Après le retour de Jacques Régulier, le noyau familial se reforme pour habiter dans une petite maison située dans la rue principale de la commune des Étangs. Il y avait votre mère, Jacques Régulier, votre frère cadet Jean-Jacques Régulier, et votre petite sœur, Marguerite Gasner, née du second mariage de votre mère avec Nicolas Gasner.

Seulement, quelques années plus tard, vous êtes convoqués. C'est l'heure de la conscription. La Grande Armée a besoin d'hommes car les guerres se suivent et demandent des contingents de plus en plus importants. Au jeu du hasard, vous tirez malheureusement le mauvais numéro.

En juin 1807, vous quittez votre mère pour partir, loin. C'est d'abord Ostende, dans le département de la Lys, où vous suivez votre instruction militaire au sein du 13ème Régiment d'Infanterie Légère.

Je disais que votre vie a été façonnée par l'histoire. Effectivement, à la fin de l'année 1807, l'engagement de la France dans les affaires de la péninsule Ibérique déclenche la guerre d'Espagne. C'est un conflit brutal qui s'étalera sur plus de six ans, et qui affaiblira irrémédiablement l'Empire. 

C'est à ce moment que votre bataillon entre dans la formation du 13ème régiment provisoire qui sera ensuite rattaché au 119ème régiment de ligne. Vous partez au combat sur le territoire espagnole.
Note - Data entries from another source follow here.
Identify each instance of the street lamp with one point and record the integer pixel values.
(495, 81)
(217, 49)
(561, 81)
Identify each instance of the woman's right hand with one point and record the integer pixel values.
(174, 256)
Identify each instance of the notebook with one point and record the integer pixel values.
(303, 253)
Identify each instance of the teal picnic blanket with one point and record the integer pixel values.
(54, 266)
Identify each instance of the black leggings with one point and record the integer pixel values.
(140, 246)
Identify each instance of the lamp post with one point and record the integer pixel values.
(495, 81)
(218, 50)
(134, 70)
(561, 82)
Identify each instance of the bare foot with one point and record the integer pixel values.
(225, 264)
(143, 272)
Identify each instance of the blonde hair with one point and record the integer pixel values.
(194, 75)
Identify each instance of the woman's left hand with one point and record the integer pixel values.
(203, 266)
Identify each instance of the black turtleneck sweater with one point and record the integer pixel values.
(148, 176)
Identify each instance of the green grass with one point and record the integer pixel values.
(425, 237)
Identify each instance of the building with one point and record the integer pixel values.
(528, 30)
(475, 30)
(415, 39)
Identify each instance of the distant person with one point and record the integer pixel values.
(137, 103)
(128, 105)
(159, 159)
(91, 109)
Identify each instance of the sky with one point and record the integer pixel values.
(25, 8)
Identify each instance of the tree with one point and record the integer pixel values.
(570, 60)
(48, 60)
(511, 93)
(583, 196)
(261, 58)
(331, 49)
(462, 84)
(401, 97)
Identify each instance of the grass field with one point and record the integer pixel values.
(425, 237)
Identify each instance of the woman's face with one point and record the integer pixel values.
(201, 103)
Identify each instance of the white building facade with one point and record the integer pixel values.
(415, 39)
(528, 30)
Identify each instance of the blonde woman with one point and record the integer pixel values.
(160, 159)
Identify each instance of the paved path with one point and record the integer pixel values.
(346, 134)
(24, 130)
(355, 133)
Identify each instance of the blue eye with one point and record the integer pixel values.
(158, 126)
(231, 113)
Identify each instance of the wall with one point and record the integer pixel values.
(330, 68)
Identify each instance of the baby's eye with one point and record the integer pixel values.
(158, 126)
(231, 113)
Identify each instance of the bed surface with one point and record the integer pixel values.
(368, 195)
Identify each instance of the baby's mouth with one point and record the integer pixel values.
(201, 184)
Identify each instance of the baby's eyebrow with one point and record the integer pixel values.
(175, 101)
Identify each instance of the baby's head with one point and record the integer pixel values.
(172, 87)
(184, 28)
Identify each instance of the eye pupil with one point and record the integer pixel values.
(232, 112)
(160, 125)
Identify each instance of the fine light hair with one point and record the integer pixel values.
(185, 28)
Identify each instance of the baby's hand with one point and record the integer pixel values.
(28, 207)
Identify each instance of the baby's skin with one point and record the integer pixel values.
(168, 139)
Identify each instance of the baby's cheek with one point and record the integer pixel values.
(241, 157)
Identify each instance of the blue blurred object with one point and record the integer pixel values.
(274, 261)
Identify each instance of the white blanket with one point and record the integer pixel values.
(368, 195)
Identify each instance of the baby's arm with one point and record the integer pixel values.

Les combats s'enchaînent. Vous échappez aux blessures, à la fièvre dysentérique, mais aussi à la mort. Chaque semaine, on compte de plus en plus de blessés, de malades et de décès. Parmi eux, il y avait des compagnons d'arme, mais aussi des amis car c'est tout votre groupe de jeunes conscrits de juin 1807 qui se retrouve dans le 119ème régiment de ligne.

Medina-del-Rio-Seco, Burgos, Saragosse, Avila...

Et puis il y a ce jour du 3 juin 1811, à Astorga. Lors de combats, vous êtes atteint par un coup de fusil à l'avant-bras droit, fracturant le radius. Vous êtes rapatrié à Dax pour être soigné. Malgré les soins, la balle ne peut être extraite. Vous êtes congédié en vous pouvez rentrer au pays, après 4 ans d'absence.

Pendant ce temps, la vie s'était écoulée. Votre mère et Jacques Régulier sont partis rejoindre le bon Dieu. Vous retrouvez alors votre frère et votre sœur, un moment sans doute mêlé d'émotions de joie et de tristesse.

Vous vous marierez ensuite avec Catherine BERARD pour fonder une famille, votre famille. Vous vivrez alors simplement grâce à votre emploi de manœuvre et la pension de 150 francs annuelle que vous recevrez en tant que soldat retraité.

Louis-Joseph, je ne sais pas si je dois vous le demander directement. Pourtant, il me reste une question aujourd'hui sans réponse. Malgré mes recherches et les indices en ma possession, je ne sais toujours pas qui est votre père. Peut-être ne le savez-vous pas vous-même ?

Veuillez recevoir en tout cas, mon chez Louis-Joseph, toute l'affection d'un lointain descendant.